Voyage aux montagnes Rocheuses / Chez les tribus indiennes du vaste territoire de l'Orégon dépendant des Etats-Unis d'Amérique
LE R. P. DE SMET.
chez les tribus indiennes du vaste territoire de l’Orégon dépendant des Etats-Unis d’Amérique.
VOYAGES AUX MONTAGNES ROCHEUSES In-8º. 2ᵉ série. A LA MÊME LIBRAIRIE Envoi franco contre timbres-poste joints à la demande.
chez les tribus indiennes du vaste territoire de l’Orégon dépendant des Etats-Unis d’Amérique. PAR LE R. P. DE SMET SIXIÈME ÉDITION LIBRAIRIE DE J. LEFORT IMPRIMEUR ÉDITEUR
1875 Propriété et droit de traduction réservés.

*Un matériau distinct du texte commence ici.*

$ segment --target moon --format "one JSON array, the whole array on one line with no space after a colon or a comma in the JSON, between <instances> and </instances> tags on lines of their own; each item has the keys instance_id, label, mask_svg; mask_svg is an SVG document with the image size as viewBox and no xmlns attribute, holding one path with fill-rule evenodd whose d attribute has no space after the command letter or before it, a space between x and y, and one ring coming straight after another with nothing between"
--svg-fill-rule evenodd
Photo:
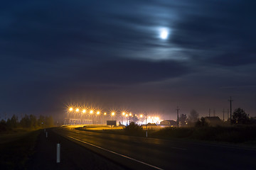
<instances>
[{"instance_id":1,"label":"moon","mask_svg":"<svg viewBox=\"0 0 256 170\"><path fill-rule=\"evenodd\" d=\"M166 40L169 36L169 30L167 28L161 28L160 30L160 38L163 40Z\"/></svg>"}]
</instances>

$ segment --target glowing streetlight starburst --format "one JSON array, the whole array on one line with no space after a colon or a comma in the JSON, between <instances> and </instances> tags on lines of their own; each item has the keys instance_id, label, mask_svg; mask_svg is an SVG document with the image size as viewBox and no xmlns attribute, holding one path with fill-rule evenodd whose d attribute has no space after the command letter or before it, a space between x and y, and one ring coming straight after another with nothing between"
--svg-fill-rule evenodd
<instances>
[{"instance_id":1,"label":"glowing streetlight starburst","mask_svg":"<svg viewBox=\"0 0 256 170\"><path fill-rule=\"evenodd\" d=\"M161 29L160 29L160 38L163 39L163 40L166 40L168 38L169 34L169 29L166 28L163 28Z\"/></svg>"}]
</instances>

Nous offrons cet intéressant récit aux amis de la patrie et de leurs concitoyens, avec l’espoir, disons mieux, avec la certitude que la lecture qu’ils en feront leur fera goûter le plaisir le plus pur. Rarement avons-nous rencontré quelque chose de plus attrayant. L’éloquence simple et virile qui le caractérise ravit l’attention du lecteur. Les faits que l’auteur rapporte sur les régions les plus reculées de l’Occident, les mœurs et les usages des tribus indiennes qui errent dans l’immense territoire de l’Orégon, leur état et leurs dispositions actuelles, leurs vues pour l’avenir, sont des sujets qui ne peuvent manquer d’inspirer de l’intérêt à quiconque aime de porter ses regards au delà de l’étroit horizon des scènes journalières, et d’apprendre ce que les pieux serviteurs de Dieu font pour sa gloire et son nom dans les contrées les plus lointaines. Nous avons eu un entretien avec l’homme apostolique de la plume duquel nous tenons ces récits; et en l’écoutant, nous avons éprouvé tout à la fois le sentiment d’un noble orgueil et d’une joie pure, dans la pensée qu’il nous retraçait en sa personne ce généreux esprit de dévouement et ces scènes animées de la vie et des aventures indiennes, si admirables dans les pages des Charlevoix et des Bancroft.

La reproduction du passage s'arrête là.